İnternetin hep “tam anlamıyla” engellenemeyecek bir yapıda olduğundan bahsedilmekle birlikte, tam olarak devletten bağımsızlaştırılacak bir yapısı da bulunmuyor, bu nedenle bu yukarıda bahsettiğim şeyin olmazlığı da hemen iddia edilemez. Teknik olarak düşündüğümüzde bütün bir ulusal ağın yaratılması ve trafiğin tek merkezden yönlendirilmesi de otoriter rejimler için yalnızca bir bürokratik manevra meselesidir. Kaldı ki buna benzer ağ uygulamaları bugün İran ve Çin’de başarıyla yürütülüyor. Bu uygulamaların küreselleşmesi ve her hükümetin buradan kendisine bir avantaj devşirmesi de çok olası görünüyor. 2000’lere belirli bir iyimserlikle adım atmış olan “Batı”, yönetilenlerin hak talepleri arttıkça, Soğuk Savaş reflekslerini buzluktan çıkarıp yeniden önümüze koymaya çalışıyor. Soğuk Savaş dönemine atıfla, “Doğu” cephesinde yeni bir şey zaten yok. Yani bilgi iletişim teknolojileriyle daha fazla demokrasi elde edilmesi arasında bir korelasyon olmadığı gibi, Avrupa ve ABD gibi “ileri demokratik” sayılan devletler de hak talep eden vatandaşlara karşı sabırlarının sınırlarına yaklaşıyor. Bu nedenle buralarda yükselen aşırı sağı bir anomali değil, bizzat devletin muhalif vatandaşına karşı kontrolden çıkmaya çok yatkın savunma sistemi olarak düşünmeliyiz. Avrupa’da aşırı sağa yönelik tatlı sert politikaların sebebi bu.

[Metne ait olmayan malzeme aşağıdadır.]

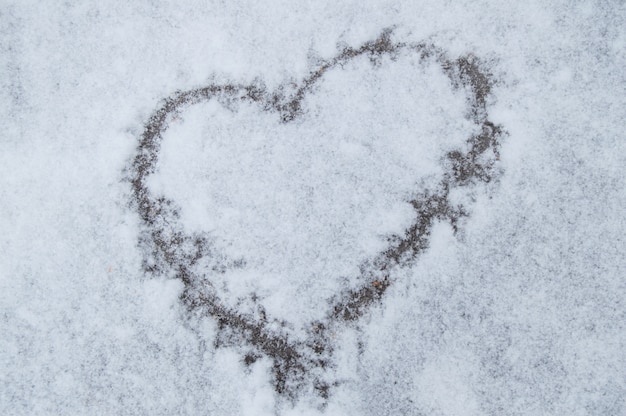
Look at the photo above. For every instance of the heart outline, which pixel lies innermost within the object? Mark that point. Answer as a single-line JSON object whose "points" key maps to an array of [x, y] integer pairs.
{"points": [[168, 249]]}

20. yüzyıl teknolojisinde mahsur kaldığını söylediğim modern ulus-devlet, 21. yüzyıla ayak uydurmak şöyle dursun, fırsatını bulduğu her an dünyayı 20. yüzyıl şartlarına geriletmek için çalışmaktan asla vazgeçmemiştir. Bu kadar etkileşimin, küresel dolaşımın arttığı, halkların birbirleriyle diyalog kurabilmelerinin önünde hiçbir engelin kalmadığı bu yüzyılda hâlâ milliyetçilik temelli çatışmalara yakıt taşıması, hâlâ silahlanma yarışlarına girmesi, hâlâ “ulusal çıkar” iddiasıyla sadece politikacılarını ve elitleri doyurması ve inatla vatandaşlarının buna şaşırmamasını, itiraz etmemesini isteyebilmesi ve hatta “elini taşın altına koy! Biz seni işe gitmeye zorluyor olabiliriz ama sen kendini koronavirüsten korumak zorundasın!” diye vatandaşını azarlayabilmesi bundandır. Bu yüzden de “devlet aklı” ve milliyetçilik kavramlarının ya tedavülden kalkması ya da 21. yüzyıldan önceki anlamlarından artık vazgeçmeleri gerekiyor ki eşitlik, özgürlük ve birlikte yaşayabilme iradeleri, internet de dahil olmak üzere, adım attığımız her alanda tecelli edebilsin.